Labour Party leaders voted on Saturday on a watered-down resolution calling for the legalization of gay marriage in the former British colony.

The amended resolution calls for the development of a system that parallels marriage for gay couples, but is not a law. It is being compared to Vermont's now-scrapped civil union law. Vermont legalized gay marriage this year, leaving Australians hopeful that recognition of gay unions will lead to the eventual legalization of gay marriage.

Thousands of gay marriage supporters took to the streets to protest the move. About 2,000 marched in Sydney chanting “gay, straight, black or white, marriage is a civil right,” the New York Times reported.

“Of course, we are disappointed there has not been a movement forward on gay marriage,” activist Corey Irlam told the paper.

Prime Minister Kevin Rudd reiterated last week his long-standing opposition to granting gay men and lesbians the right to marry. Rudd's government, however, is credited for approving a raft of pro-gay legislation.

A majority of Australians (60%) support gay marriage, according to a recent poll.

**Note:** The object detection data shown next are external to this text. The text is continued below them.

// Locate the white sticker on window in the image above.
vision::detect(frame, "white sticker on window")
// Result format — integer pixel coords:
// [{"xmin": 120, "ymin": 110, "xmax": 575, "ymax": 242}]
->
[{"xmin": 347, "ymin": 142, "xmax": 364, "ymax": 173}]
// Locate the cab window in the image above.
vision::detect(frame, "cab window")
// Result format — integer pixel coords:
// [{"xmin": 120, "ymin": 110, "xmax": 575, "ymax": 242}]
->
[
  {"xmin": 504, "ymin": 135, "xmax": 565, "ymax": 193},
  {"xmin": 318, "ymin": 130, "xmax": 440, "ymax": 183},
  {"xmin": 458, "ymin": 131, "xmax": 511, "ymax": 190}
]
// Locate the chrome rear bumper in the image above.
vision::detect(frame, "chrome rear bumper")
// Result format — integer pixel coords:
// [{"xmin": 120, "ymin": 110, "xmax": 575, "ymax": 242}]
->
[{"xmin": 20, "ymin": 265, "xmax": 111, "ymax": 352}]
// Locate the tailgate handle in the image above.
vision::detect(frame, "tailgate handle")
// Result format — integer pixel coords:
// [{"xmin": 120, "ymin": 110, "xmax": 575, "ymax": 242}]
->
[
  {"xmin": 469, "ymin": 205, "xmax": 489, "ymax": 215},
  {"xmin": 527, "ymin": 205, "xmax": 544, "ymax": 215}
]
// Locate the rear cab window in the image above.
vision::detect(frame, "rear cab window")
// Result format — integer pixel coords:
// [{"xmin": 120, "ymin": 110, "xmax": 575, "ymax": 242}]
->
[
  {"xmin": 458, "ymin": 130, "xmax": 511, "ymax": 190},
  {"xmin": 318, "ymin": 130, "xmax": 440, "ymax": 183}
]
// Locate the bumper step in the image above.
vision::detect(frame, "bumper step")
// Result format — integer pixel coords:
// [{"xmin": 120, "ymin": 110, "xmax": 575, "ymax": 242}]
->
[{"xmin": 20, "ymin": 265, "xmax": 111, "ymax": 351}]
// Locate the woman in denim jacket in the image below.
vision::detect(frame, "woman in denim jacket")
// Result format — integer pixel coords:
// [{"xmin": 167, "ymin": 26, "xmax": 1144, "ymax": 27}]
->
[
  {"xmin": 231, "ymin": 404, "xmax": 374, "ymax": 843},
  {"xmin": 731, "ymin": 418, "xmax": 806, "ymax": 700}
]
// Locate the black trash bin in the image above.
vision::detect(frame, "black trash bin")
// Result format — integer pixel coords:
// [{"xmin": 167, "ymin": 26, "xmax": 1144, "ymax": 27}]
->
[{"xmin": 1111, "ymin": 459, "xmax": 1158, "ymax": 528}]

The issue of gay marriage was a hot topic around the globe this week. Albania's prime minister announced on Thursday that his conservative right-wing party will introduce a gay marriage bill in the fall. Portugal's Constitutional Court refused to strike down the country's gay marriage ban on Friday. Advocates, however, called the split 3-2 decision indication that the country was moving in the right direction. And Portugal's prime minister has also promised to introduce a gay marriage bill if re-elected next month.